Surprisingly I don't see an explicit mention of this grammar rule that a numeric literal must start with a decimal digit. It's mentioned indirectly in the section you linked, a hex number prefixed with a $ sign must have a digit after the $ rather than a letter, but they fail to say "must still" to even imply that that's always required.
Earlier, in 3.1, they say that identifiers must start with letters, but don't say that only identifiers can start with letters. (Because that's not true, so can register names and instruction mnemonics. But not numeric literals.)
This might be one of those things that's so "obviously" and well-known to be true (to the developers / manual authors) that they forgot to write it down explicitly in the manual anywhere.
The hex examples do show it, though, including 0c8h
but no c8h
. They do show examples in other bases where the leading zero isn't required.

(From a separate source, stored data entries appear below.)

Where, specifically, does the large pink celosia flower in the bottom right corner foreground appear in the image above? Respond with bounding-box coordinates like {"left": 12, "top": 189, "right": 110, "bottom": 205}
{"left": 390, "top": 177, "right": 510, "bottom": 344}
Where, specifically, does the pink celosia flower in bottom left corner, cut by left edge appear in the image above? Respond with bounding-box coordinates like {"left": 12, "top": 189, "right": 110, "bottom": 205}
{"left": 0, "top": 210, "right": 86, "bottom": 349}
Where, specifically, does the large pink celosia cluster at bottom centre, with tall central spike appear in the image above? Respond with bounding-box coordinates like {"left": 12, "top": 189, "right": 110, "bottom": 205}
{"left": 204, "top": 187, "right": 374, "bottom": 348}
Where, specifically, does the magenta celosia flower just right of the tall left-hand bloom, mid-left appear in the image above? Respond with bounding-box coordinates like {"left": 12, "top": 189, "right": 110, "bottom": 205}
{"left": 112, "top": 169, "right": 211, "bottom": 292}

Some of the things that make it "obvious" and necessary that tokens starting with an alphabetic character should never be parsed as numeric literals:
AH through DH are register names, so must not get parsed as numbers. It would be very weird if EH
was a numeric literal but DH
wasn't. (It's normal that register names fit the same pattern as symbol names, not numbers. Unless you're on PowerPC, where GAS syntax just uses bare numbers for both registers and immediates; you have to remember which positions are which by instruction. Or use gcc -mregnames
. But that's an IBM architecture so of course it uses weird conventions, like numbering the bits backwards.)

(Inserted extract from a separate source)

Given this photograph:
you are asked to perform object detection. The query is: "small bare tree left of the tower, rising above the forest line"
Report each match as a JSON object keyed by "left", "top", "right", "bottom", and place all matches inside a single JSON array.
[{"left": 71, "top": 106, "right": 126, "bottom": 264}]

It would be super weird for abcdefgh
to be a symbol name but abcdefh
to be a numeric literal (because without the g
, it's all valid hex digits and a trailing h.)

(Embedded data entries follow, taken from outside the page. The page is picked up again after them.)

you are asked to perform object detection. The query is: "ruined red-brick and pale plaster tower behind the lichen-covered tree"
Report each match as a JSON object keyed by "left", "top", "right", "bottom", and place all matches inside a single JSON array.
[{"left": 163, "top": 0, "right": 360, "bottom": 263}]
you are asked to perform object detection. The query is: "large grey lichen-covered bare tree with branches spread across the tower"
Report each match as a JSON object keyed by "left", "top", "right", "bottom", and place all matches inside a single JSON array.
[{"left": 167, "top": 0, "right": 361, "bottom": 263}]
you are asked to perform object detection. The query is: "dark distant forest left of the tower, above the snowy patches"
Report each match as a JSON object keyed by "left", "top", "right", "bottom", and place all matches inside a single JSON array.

You couldn't use English words like each:
as label / symbol names, for the same reason you can't use 1234:
. (I tried; foo.asm:1: error: label or instruction expected at start of line
). That's a valid C identifier, so it would be inconvenient not to be able to use it. $eax
lets you use that as a symbol name, but $1234
in NASM is equivalent to 0x1234
, with $
doing double duty as a hex indicator, so it doesn't make something into a symbol name if the thing uses digits.
And perhaps most importantly, this is how earlier x86 assemblers for DOS worked, ones that NASM cherry-picked the good parts of their syntax from. Like MASM, but also A86 and as86 and stuff like that.
In the early days of NASM, people were switching to NASM from other assemblers and would already know this rule.
(How to represent hex value such as FFFFFFBB in x86 assembly programming? mentions a few other assemblers other than NASM.)
None of this justifies the omission from the manual, merely explains it. A wording tweak to mention this in 3.4.1 would be a good idea.